Drastische Verschlechterung für (Langzeit-)Arbeitslose

Arbeitsminister Kocher greift eine alte Forderung der ÖVP-FPÖ Regierung auf und versucht das degressive Arbeitslosengeldmodell noch heuer im zweiten Quartal auf den Weg zu bringen. Gerade für Langzeitarbeitslose Menschen bedeutet das eine Kürzung des ohnehin geringen Arbeitslosengeldes.


Derzeit sind in Österreich offiziell ca. 261.000 Menschen arbeitslos gemeldet. Während die Arbeitslosigkeit insgesamt in den letzten Monaten sank, steigt die Zahl jener, die länger als zwölf Monate auf Jobsuche sind permanent an, es sind sogar mehr als in den Vorkrisenjahren. Besonders viele sind daher von Sorgen und finanziellen Nöten geplagt, da das Arbeitslosengeld (die Ersatzrate) nur 55 Prozent des letzten Einkommens beträgt. Es fehlt plötzlich rund die Hälfte des Einkommens, die Ausgaben für Miete, Strom, Gas und Nahrungsmitteln bleiben aber auch in Zeiten der Arbeitslosigkeit gleich. Durchschnittlich beträgt das Arbeitslosengeld 994,- Euro, die Armutsgefährdungsschwelle hingegen liegt bei 1.328,- Euro pro Monat. Das bedeutet, dass neun von zehn Arbeitslosen in Armut leben müssen. Diese niedrige Rate stammt aus einer Zeit, in der die Menschen im Durchschnitt nur sehr kurz Arbeitslos waren und nur einige Wochen überbrücken mussten (Zeit der sogenannten Vollbeschäftigung). Selbst AMS-Vorstand Herbert Buchinger meint, dass für längere Phasen der Arbeitslosigkeit dieser Satz zu niedrig sei. Im Vergleich rangiert Österreich mit der Nettoersatzrate von 55 Prozent sogar unter dem OECD-Durchschnitt von 63 Prozent, andere europäische Staaten haben erheblich höhere Nettoersatzraten: Schweiz 79 Prozent, Dänemark 82 Prozent, Portugal 76 Prozent und Niederlande 71 Prozent. Auch bei längerer Arbeitslosigkeit (2 Jahre) haben Dänemark mit 83 Prozent, Frankreich mit 64 Prozent und Belgien mit 65 Prozent noch weit höhere Sätze.

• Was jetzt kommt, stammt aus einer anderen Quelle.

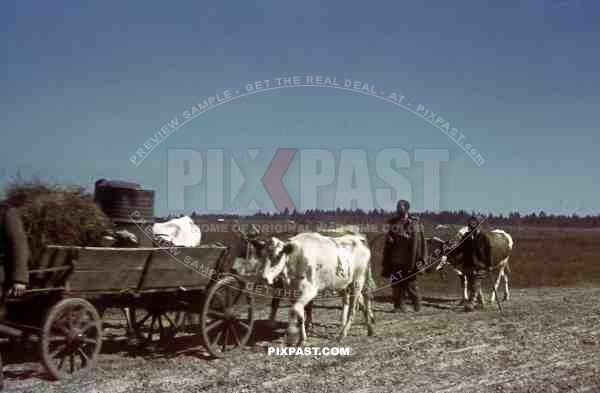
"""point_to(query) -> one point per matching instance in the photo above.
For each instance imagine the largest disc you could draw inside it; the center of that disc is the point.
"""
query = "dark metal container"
(128, 206)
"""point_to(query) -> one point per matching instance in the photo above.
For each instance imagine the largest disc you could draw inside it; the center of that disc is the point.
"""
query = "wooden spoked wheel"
(151, 324)
(227, 316)
(71, 338)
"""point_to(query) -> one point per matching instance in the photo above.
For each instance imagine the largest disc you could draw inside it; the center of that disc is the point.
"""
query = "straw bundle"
(64, 215)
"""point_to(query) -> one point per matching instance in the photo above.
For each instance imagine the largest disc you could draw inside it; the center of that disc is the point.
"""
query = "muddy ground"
(546, 340)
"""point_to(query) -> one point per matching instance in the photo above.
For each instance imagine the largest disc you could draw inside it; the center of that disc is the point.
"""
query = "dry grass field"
(547, 339)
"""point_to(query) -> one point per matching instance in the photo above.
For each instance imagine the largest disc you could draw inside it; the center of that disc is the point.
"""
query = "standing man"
(405, 250)
(14, 251)
(14, 256)
(474, 268)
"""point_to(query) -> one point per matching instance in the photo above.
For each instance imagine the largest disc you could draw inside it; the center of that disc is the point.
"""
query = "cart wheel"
(227, 316)
(148, 324)
(72, 334)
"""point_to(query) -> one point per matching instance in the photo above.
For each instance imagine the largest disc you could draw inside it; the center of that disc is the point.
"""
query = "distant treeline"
(445, 217)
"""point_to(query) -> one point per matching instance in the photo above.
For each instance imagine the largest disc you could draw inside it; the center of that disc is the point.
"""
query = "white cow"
(502, 267)
(180, 232)
(311, 262)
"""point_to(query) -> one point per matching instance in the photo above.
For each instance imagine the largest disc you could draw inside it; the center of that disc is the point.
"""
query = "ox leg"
(297, 315)
(345, 308)
(355, 290)
(497, 285)
(308, 313)
(275, 302)
(368, 312)
(506, 291)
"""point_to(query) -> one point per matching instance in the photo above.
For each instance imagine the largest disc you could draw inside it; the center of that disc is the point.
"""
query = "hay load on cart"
(72, 281)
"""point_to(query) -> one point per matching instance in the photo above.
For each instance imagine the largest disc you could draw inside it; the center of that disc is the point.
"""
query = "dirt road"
(546, 340)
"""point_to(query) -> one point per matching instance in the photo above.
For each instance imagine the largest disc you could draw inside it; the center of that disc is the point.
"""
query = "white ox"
(310, 263)
(180, 232)
(502, 267)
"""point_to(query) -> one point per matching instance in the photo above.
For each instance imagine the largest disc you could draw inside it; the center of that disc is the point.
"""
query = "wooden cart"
(72, 286)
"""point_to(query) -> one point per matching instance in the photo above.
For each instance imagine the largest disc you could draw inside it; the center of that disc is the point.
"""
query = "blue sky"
(84, 88)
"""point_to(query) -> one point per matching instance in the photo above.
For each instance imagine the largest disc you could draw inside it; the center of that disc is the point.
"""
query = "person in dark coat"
(404, 256)
(14, 256)
(14, 251)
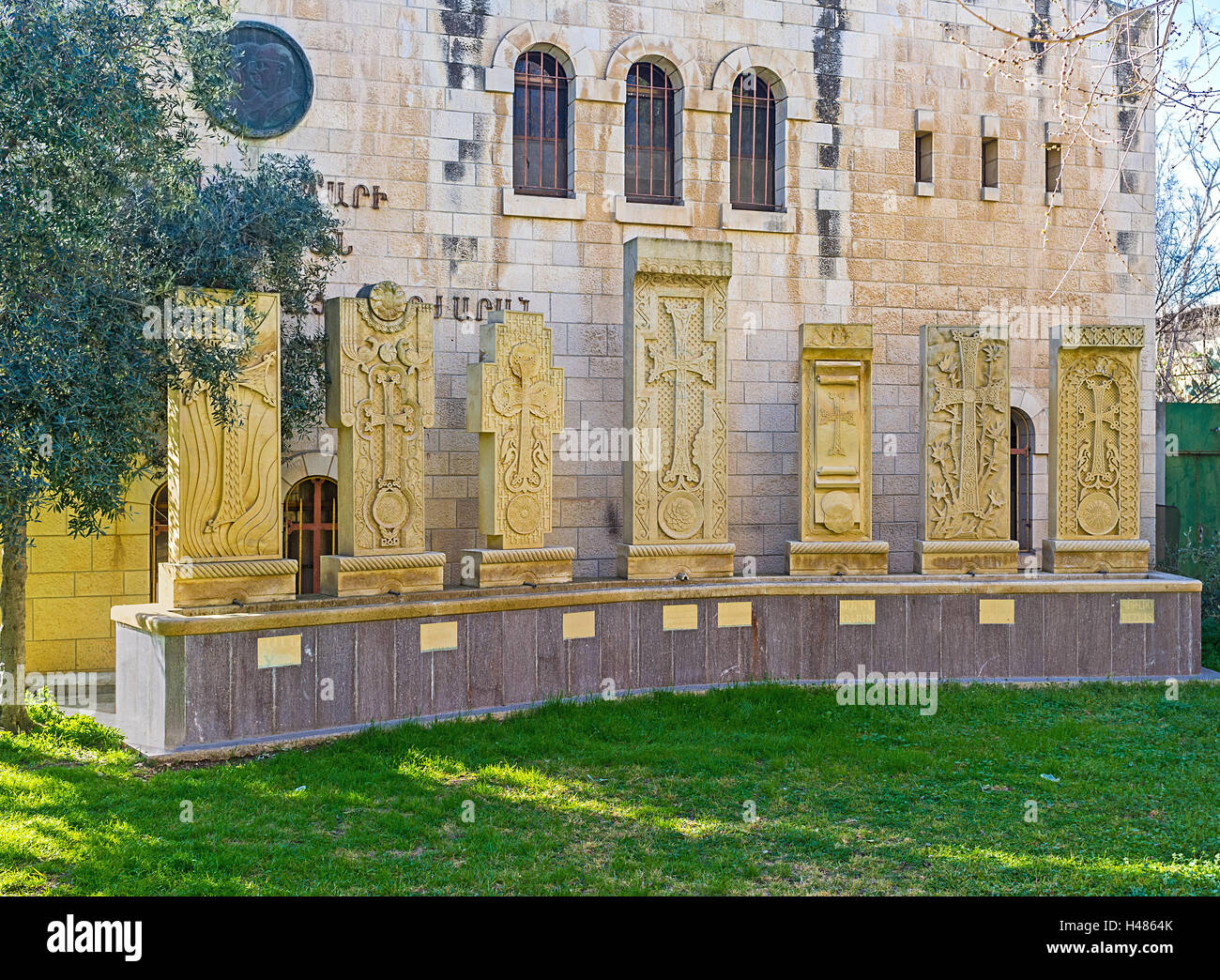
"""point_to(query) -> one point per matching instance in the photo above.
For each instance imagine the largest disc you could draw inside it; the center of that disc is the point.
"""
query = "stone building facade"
(413, 111)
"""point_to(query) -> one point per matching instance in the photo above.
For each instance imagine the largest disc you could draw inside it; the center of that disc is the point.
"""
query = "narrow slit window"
(1054, 167)
(991, 162)
(923, 158)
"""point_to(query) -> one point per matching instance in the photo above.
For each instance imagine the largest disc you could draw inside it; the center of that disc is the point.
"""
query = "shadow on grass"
(657, 795)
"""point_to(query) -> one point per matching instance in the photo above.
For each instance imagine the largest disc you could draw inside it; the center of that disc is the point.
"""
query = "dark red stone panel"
(207, 688)
(923, 635)
(1061, 658)
(486, 661)
(519, 659)
(890, 638)
(374, 671)
(1028, 653)
(617, 642)
(959, 649)
(818, 629)
(297, 687)
(1094, 639)
(336, 674)
(782, 634)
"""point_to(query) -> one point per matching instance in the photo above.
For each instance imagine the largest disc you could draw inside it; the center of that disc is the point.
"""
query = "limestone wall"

Anstatt die Nettoersatzrate, wie von der Mehrheit der Bevölkerung unterstützt, anzuheben und so die Betroffenen aus der Armut zu holen, findet Arbeitsminister Kocher, dass das „Problem“ der Langzeitarbeitslosigkeit auf das „zu hohe“ Arbeitslosengeld von konstant 55 Prozent zurückzuführen sei, da der Anreiz sich einen Job zu suchen sinkt, wenn das Arbeitslosengeld zu hoch sei.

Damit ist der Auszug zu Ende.